R={ R (i_k,j_k)|R(i_k,j_k)∈R₀, k=1,2 ..., k₀,

Wherein, k₀For the quantity of monitoring area inner machine people.

The method of positioning robot above-mentioned, which is characterized in that in step s 6, the method for determining the position of robot Are as follows:

(1) geometric center is asked to the white pixel aggregation zone of each robot, obtains as under plane u-v coordinate system Pixel coordinateWherein,For all white pixels of white pixel aggregation zone u axial projection arithmetic mean of instantaneous value,For Arithmetic mean of instantaneous value of all white pixels of white pixel aggregation zone in v axial projection；

(2) it calculates according to following formula as coordinate (x, y) under plane xoy coordinate system:

Wherein, u₀、v₀, △ u and △ v be known camera parameter；

(3) all robots are obtained as coordinate set under plane xoy coordinate system:

R_xy={ (x_k,y_k) | k=1,2 ..., k₀}；

(4) according to (x_k,y_k) robot is obtained in monitoring device local spatial coordinate system X_GO_GY_GUnder coordinate (X_k, Y_k):

Wherein, h is robot, and H is camera mounting height, and γ is the pitch angle of camera installation, and f is camera Focal length；

(5) all robots are obtained in camera local spatial coordinate system X_GO_GY_GLower coordinate set:

R_XY={ (X_k,Y_k) | k=1,2 ..., k₀}；

(6) by R_XYThe world coordinates being converted under the global coordinate system of video monitoring system institute overlay environment:

The method of positioning robot above-mentioned, which is characterized in that in step s 6, video monitoring equipment is by the position of robot Set the method for being sent to robot are as follows:

(1) Image Acquisition and processing computer willComposition data frame；

(2) wireless data transmitter sends data frame.

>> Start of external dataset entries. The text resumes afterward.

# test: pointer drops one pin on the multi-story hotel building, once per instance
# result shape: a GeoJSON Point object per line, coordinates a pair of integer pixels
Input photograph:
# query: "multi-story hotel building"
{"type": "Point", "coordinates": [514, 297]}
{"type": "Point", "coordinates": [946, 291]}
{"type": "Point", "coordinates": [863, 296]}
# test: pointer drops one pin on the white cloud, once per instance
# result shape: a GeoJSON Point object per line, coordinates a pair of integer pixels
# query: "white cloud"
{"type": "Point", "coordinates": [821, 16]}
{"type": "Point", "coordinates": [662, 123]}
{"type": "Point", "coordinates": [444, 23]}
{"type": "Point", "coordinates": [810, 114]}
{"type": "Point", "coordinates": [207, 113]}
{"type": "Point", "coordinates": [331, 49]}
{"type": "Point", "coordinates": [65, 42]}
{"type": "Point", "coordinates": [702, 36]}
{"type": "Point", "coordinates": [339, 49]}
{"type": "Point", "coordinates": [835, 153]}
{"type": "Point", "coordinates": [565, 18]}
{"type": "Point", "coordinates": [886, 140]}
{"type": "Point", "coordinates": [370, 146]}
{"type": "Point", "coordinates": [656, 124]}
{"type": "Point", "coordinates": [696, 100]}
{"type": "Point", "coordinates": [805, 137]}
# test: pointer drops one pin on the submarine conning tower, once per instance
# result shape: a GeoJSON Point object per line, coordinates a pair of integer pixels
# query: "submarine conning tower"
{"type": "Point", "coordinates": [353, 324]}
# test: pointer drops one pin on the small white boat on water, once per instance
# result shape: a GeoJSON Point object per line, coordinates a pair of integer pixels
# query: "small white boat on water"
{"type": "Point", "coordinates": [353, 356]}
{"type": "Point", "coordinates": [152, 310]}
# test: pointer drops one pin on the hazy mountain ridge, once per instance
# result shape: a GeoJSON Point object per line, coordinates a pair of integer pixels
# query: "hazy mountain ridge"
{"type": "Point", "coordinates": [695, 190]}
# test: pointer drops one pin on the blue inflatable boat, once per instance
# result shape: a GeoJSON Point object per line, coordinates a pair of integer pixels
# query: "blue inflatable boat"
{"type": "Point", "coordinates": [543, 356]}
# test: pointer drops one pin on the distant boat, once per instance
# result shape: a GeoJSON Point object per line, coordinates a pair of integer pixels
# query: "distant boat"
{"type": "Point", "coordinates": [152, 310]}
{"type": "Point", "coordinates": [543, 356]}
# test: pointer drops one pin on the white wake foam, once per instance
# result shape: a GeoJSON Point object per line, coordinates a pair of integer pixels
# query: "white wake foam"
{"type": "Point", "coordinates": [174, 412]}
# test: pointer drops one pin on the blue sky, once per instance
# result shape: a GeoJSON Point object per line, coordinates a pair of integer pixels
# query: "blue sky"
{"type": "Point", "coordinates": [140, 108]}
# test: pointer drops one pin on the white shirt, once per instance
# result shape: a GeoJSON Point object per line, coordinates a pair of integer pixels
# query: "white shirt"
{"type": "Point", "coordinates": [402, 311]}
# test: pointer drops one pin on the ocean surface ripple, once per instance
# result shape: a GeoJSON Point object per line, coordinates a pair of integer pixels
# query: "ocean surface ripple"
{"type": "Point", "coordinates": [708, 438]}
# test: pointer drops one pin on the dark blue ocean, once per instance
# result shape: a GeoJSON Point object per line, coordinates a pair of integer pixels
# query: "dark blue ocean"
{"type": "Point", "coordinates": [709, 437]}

The method of positioning robot above-mentioned, which is characterized in that in step s 6, the data that wireless data transmitter is sent The composition of frame is as follows:

Frame synchronization, monitoring device number, data amount check k₀, data 1 ..., data m, verification and,

Wherein, frame synchronization is the mark that wireless data receiver differentiates that a frame data start, and monitoring device number indicates data It is who sends, data amount check k₀The length information of data frame is given, m is valid data quantity, with data format and k₀Have It closes；Verify and be the main foundation of wireless data receiver inspection reception data correctness.

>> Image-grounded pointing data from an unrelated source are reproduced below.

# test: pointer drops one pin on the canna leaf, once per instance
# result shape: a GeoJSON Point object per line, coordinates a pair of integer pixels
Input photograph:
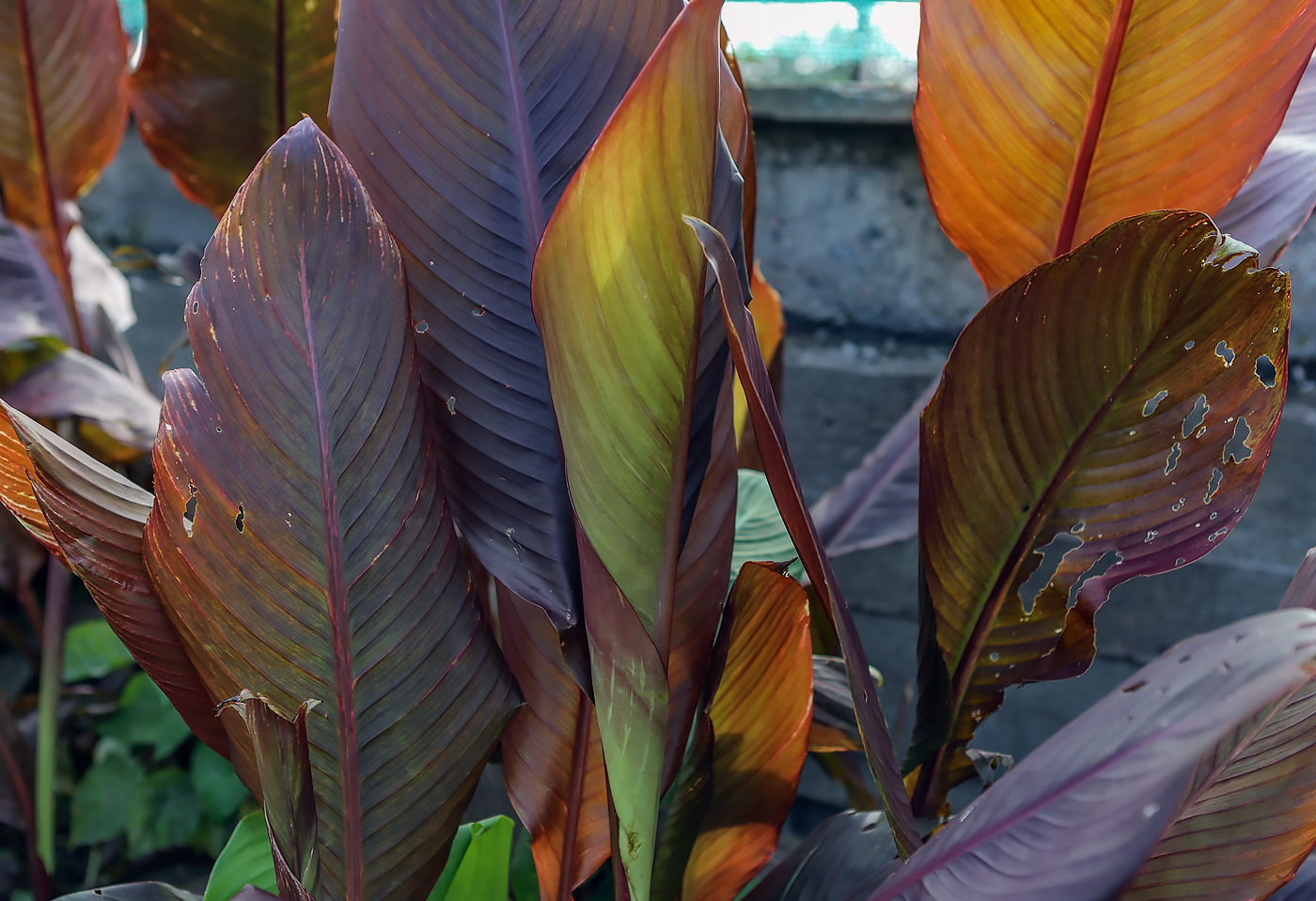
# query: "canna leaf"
{"type": "Point", "coordinates": [760, 737]}
{"type": "Point", "coordinates": [780, 474]}
{"type": "Point", "coordinates": [91, 519]}
{"type": "Point", "coordinates": [877, 503]}
{"type": "Point", "coordinates": [848, 855]}
{"type": "Point", "coordinates": [1137, 424]}
{"type": "Point", "coordinates": [1278, 196]}
{"type": "Point", "coordinates": [552, 756]}
{"type": "Point", "coordinates": [1259, 775]}
{"type": "Point", "coordinates": [1076, 818]}
{"type": "Point", "coordinates": [703, 579]}
{"type": "Point", "coordinates": [245, 861]}
{"type": "Point", "coordinates": [63, 96]}
{"type": "Point", "coordinates": [466, 122]}
{"type": "Point", "coordinates": [478, 867]}
{"type": "Point", "coordinates": [299, 535]}
{"type": "Point", "coordinates": [283, 762]}
{"type": "Point", "coordinates": [1042, 122]}
{"type": "Point", "coordinates": [220, 82]}
{"type": "Point", "coordinates": [619, 296]}
{"type": "Point", "coordinates": [1303, 887]}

The invention has the beneficial effects that:

One, the video monitoring system of overlay environment:

1, video monitoring system and robot organically combine: each robot in video monitoring system overlay environment It is all made of the local locating method based on odometer and predicts the location of itself current time, each of video monitoring system Video monitoring equipment sends the global position information of all robots within the scope of the monitoring of tools, Ge Geji by wireless transmitter Device people by self-contained wireless data receiver receives this information and as the candidate global position of itself, in conjunction with pre- Location is set and determines self-position according to most possible criterion；

2, simplify the self-contained integrated positioning equipment of robot: video monitoring of the Global localization data from overlay environment System, robot itself only need to carry local positioning equipment, and equipment is simple, light-weight, power consumption is low；

3, applied widely: to be suitable for multirobot application.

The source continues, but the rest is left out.